Welcome to week two of Spooktober: A Cryptid Extravaganza. Last week, we went over the prophet of destruction, The Mothman of Point Pleasant. This week, we go over everyone’s favorite jerky mascot and the most identifiable cryptid of the bunch — Bigfoot.
Walking around on two legs like a normal human, this passive creature is a roughly 8-foot tall ape-man with large feet and hair all over its body. It lives in secluded areas of the earth and is rarely seen outside of the forest where it dwells. Bigfoot goes by many names — Sasquatch, Bigfoot, Yeti — and roams many paths.
Bigfoot is mainly seen in the Northwest United States (Washington, Oregon, Northern California, etc.), but there have been sightings all around, from Florida to Maine to Utah. Either there’s just one quick Bigfoot running back and forth or several Bigfeet around the world. The latter seems more likely because there have been sightings of similar beasts in eastern Europe and Australia, and the Yeti or the Abominable Snowman is actually the Himalayan cousin of our hairy friend.
One popular explanation is that Bigfoot was made as a marketing ploy to help forest preservation and animal protection during the 1950s. I believe this isn’t the case because Native American tribes have been telling stories of Sasquatch-like creatures back before Europeans set foot on the continent.
Bigfoot really came into the public eye after the famous “Patterson-Gimlin film,” simply known as the “Patterson film.” If you don’t remember what that is, maybe this picture will help:
The Patterson film, which purported to be authentic footage of Bigfoot roaming in the wild, was filmed in 1967 by Roger Patterson and Robert Gilman in the Bluff Creek Area of northern California. This film came with some controversy, however. A year prior, Patterson’s self-published book, “Do Abominable Snowmen of America Really Exist?” was released to lackluster reviews. The Patterson film could have easily been a marketing ploy for his book, although he was passionately fighting for its authenticity up until his death in 1972.

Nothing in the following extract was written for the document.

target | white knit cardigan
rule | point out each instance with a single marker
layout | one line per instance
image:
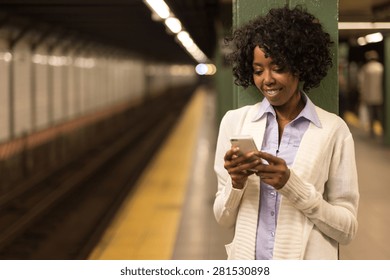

Bigfoot is likely the most-used cryptid in film and popupar media. If I were to suggest the best of the best, I would say “Harry and the Hendersons” and “The Goofy Movie” are the best movies with Sasquatch. Also, again, “The Adventure Zone.” I can’t plug the second season enough. This is the last time, I promise.
Bigfoot is probably the best gateway to studying cryptozoology. It’s not hard to believe that another breed of ape lives in the undiscovered areas of the land, sneaking around in the forests we dare not travel for the fear of the known, not fear of the unknown.